Credit union executives, not historically accustomed to laying employees off, have had to make the tough decisions for the future viability of their institutions. At the same time, adding to the U.S. unemployment figures does not do anyone in the entire global economy any good. Many of these laid-off employees could very well even have loans at the credit union that they can no longer pay. But the managers owe it to the members of the institution to keep it available to members in perpetuity, and for that, the members will be thankful.

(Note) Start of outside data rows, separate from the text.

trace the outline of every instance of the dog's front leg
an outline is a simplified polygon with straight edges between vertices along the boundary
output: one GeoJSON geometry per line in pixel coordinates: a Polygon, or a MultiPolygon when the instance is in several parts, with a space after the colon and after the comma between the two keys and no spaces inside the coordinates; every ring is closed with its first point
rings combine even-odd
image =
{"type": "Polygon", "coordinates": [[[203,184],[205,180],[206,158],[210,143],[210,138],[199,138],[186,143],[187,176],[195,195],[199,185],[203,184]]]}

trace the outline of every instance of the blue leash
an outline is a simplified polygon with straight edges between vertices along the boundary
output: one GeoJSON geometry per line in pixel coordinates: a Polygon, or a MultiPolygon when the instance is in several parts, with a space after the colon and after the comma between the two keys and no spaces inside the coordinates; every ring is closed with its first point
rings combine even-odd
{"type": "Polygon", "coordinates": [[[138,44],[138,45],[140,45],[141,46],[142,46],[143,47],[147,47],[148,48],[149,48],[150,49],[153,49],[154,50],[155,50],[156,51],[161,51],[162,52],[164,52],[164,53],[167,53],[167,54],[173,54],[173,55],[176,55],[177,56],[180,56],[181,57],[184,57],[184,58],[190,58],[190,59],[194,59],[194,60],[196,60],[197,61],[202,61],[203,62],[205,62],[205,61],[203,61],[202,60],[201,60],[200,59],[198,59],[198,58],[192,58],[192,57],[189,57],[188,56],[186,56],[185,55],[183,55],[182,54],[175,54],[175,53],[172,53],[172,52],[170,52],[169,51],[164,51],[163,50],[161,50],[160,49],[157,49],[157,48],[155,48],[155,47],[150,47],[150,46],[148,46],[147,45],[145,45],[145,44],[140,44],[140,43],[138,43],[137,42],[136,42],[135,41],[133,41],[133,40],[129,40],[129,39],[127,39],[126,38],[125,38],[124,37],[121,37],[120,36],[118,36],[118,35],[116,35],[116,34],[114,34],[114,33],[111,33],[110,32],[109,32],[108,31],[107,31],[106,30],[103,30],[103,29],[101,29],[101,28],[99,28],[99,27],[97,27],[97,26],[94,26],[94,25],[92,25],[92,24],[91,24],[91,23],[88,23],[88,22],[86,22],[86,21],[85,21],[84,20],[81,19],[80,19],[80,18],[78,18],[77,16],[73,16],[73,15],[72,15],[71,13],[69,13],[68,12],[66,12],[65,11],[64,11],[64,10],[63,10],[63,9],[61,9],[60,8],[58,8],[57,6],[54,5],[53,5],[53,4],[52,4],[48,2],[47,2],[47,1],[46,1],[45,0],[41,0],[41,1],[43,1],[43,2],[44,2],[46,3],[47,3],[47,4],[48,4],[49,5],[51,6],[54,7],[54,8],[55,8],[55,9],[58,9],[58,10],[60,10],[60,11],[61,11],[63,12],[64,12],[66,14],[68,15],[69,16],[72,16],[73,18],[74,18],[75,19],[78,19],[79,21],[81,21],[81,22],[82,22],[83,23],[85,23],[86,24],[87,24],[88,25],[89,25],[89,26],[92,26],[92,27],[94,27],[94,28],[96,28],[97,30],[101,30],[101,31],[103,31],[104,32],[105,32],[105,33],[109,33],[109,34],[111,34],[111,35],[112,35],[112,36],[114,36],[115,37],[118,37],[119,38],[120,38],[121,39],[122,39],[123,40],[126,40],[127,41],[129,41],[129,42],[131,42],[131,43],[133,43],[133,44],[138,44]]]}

These cutbacks and other careful whittling away at nice-to-have (and hopefully not need-to-have) products, services and back-office operations are the result of careful deliberations toward this goal. These difficult choices have resulted in just 22 failed credit unions in 2009 through October. While this figure is higher than credit unions have experienced in recent memory, it is a far cry from the 50 failures FDIC-insured banks incurred during the third quarter alone. Credit union boards and staff should be proud of the work they have accomplished to keep their shops up and running as well as providing an alternative to traditional banks, and for that we should all be thankful.
However, the NCUA announced that it is expecting continued failures into 2010 as the number of credit unions and the insured shares in troubled credit unions escalates. At its Nov. 19 board meeting, the agency announced an estimate of 15 to 40 basis point premium for credit union in 2010. The agency also said its budget would increase $23 million over 2009, to $200 million, part of which will be spent on filling 74 new positions, including launching the office of consumer protection and the office of the chief economist.
How the agency got along without the latter in particular for so long is beyond me. Credit unions generally do well by themselves, but they do not operate in a vacuum as everyone in the industry has discovered. Common sense would dictate this department should exist to help head off and prepare for future crises. While now is not an opportune time to add to credit unions' costs, this will help to shore up the regulation of credit unions and hopefully pay for itself in mitigating costs via the insurance fund. Credit unions will be grateful for this move by the NCUA in the long run.
It should also be noted that the FDIC actually went negative to the tune of $8.2 billion. The number of problem banks grew to 552 as of the end of September. Banks' assets have fallen for the third straight quarter, and annualized net charge-offs rose to 2.71%, the highest since record-keeping began in 1984, according to a Wall Street Journal report. The banks will also prepay $45 billion in assessments-such a figure would annihilate the credit union industry, and nearly could have if the agency did not step in to guarantee corporate deposits. For this, we should all be thankful.
The NCUA also came out with its official proposal for the corporate credit union restructuring. While credit unions, corporates and industry analysts are still sifting through the legalese, at least now a more concrete platform for the future of the corporates has been forged. A modicum of certainty is better than none at all.
NCUA Chairman Debbie Matz has planned on two more town hall meetings and Webinars over the 90-day comment period. Take advantage and be thankful for the opportunity.
Many credit union executives and board members may have loaded their quiver of angst with persecution of the corporates, their regulators, the banks or whoever is centered in the bull's eye that day. But, taken in proportion, credit unions have much to be thankful for. Quit worrying about the chipped plates and give thanks for the positives about your situation.